Lou opened a drawer and pulled out a bottle of Bell’s whiskey and a pair of waterspotted glasses. He poured a respectable two ounces into each and handed one over.
“Guys like Thunderbird here,” he tapped the photo with his glass, “they’re still around.”
“I’ve never seen anyone like that.”
“Oh, you probably have. Just didn’t know it.” Paul thought of the boxer who’d come in that first day — the guy with his eggplant-colored head and anthill eyes — and remembered thinking no way could that damage have come from a legitimate boxing match. “There are places where you’ll find them, still…”
“You know any of those places?”
“Oh,” Lou said innocently, “so… you’re interested?”
Paul felt springs coiled under his skin waiting to lurch out. “Do me a favor, Lou, and don’t jerk me around.”

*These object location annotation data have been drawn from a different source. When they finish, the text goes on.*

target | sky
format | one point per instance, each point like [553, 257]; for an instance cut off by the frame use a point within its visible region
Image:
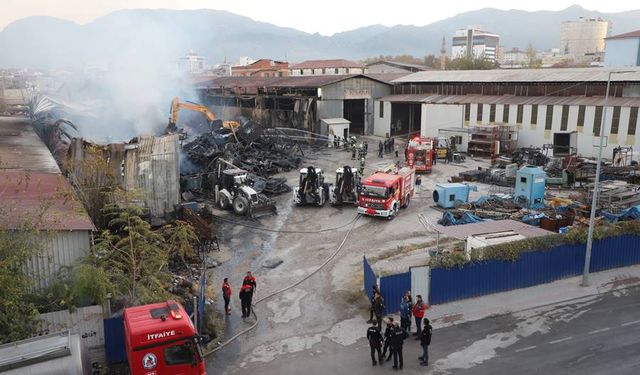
[328, 17]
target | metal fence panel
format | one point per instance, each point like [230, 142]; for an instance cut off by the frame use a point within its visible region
[114, 348]
[392, 288]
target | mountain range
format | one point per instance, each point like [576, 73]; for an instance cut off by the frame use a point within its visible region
[144, 36]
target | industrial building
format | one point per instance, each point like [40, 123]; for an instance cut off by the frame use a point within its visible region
[584, 38]
[326, 67]
[539, 103]
[35, 195]
[623, 50]
[299, 102]
[473, 41]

Lou’s face changed like still water brushed by a breeze. “I know a place, yeah. It’s illegal, obviously. Take you sometime, you want.”
“I’d like that.”
“We’ll see.” Lou leaned back in his chair. “Can’t promise anything.” He scribbled an address on the back of an unpaid hydro bill. “I noticed you’re a bleeder. One little biff and you’re gushing. That’s gonna hurt you in the ring.” He handed the address over. “The guy’s name is Sandercott. A lot of my guys see him.”
The address led to a housing project in the Western Hill district.

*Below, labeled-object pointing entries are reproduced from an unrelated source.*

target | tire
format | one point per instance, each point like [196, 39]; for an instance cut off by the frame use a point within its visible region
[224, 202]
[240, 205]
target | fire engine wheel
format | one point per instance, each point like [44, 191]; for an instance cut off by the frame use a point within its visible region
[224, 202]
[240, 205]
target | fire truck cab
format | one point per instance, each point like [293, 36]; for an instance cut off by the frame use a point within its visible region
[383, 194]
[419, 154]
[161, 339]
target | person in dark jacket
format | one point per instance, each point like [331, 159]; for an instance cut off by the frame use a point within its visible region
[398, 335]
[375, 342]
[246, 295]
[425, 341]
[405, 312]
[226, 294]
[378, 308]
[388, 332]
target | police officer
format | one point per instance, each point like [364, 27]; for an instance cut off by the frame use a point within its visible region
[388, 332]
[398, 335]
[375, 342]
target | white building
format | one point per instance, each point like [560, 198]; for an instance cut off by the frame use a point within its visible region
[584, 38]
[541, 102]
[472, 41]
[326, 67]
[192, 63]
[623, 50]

The house occupied the final lot on a treeless lane. Its faded paint was the color of boiled organ meat. A Datsun B-210 jacked up on blocks on the front lawn, windows smashed, interior gutted.
Paul’s knock was answered by a man in his late fifties. Balding and rotund, he wore a ratty housecoat cinched with a yellow extension cord.
Paul said, “Lou sent me.”
Sandercott said, “Nose or brows?”
Before Paul could answer Sandercott reached out and ran a nicotine-stained thumb over the curve of his eyebrow. “Brows look okay. So, by process of elimination, nose.”
The place stunk of deep-fryer fat. The carpet was so threadbare the nylon underweave showed through in spots. Paul had seen houses like this only in movies, desperately grim movies where unfit mothers nodded on heroin while their urchins splashed in the scummy gray water of a Mister Turtle pool.
“Head on into the shitter,” Sandercott said.
The bathroom was bright and not particularly clean. A framed needlepoint slogan over the toilet read if you sprinkle when you tinkle, be asweetie, wipe the seatie. Sandercott came in with a Piano tacklebox. When he opened it on the sink’s edge, Paul saw that each compartment was stocked with gauze and iodine and burn salve.
“What are you planning on?”
“Lou didn’t tell you? Typical.” Sandercott motioned to the toilet.
“Siddown.”
He showed Paul a slender brushed-aluminum tool. It looked like the soldering rod that’d come with Paul’s Unger Industrial wood-burning kit.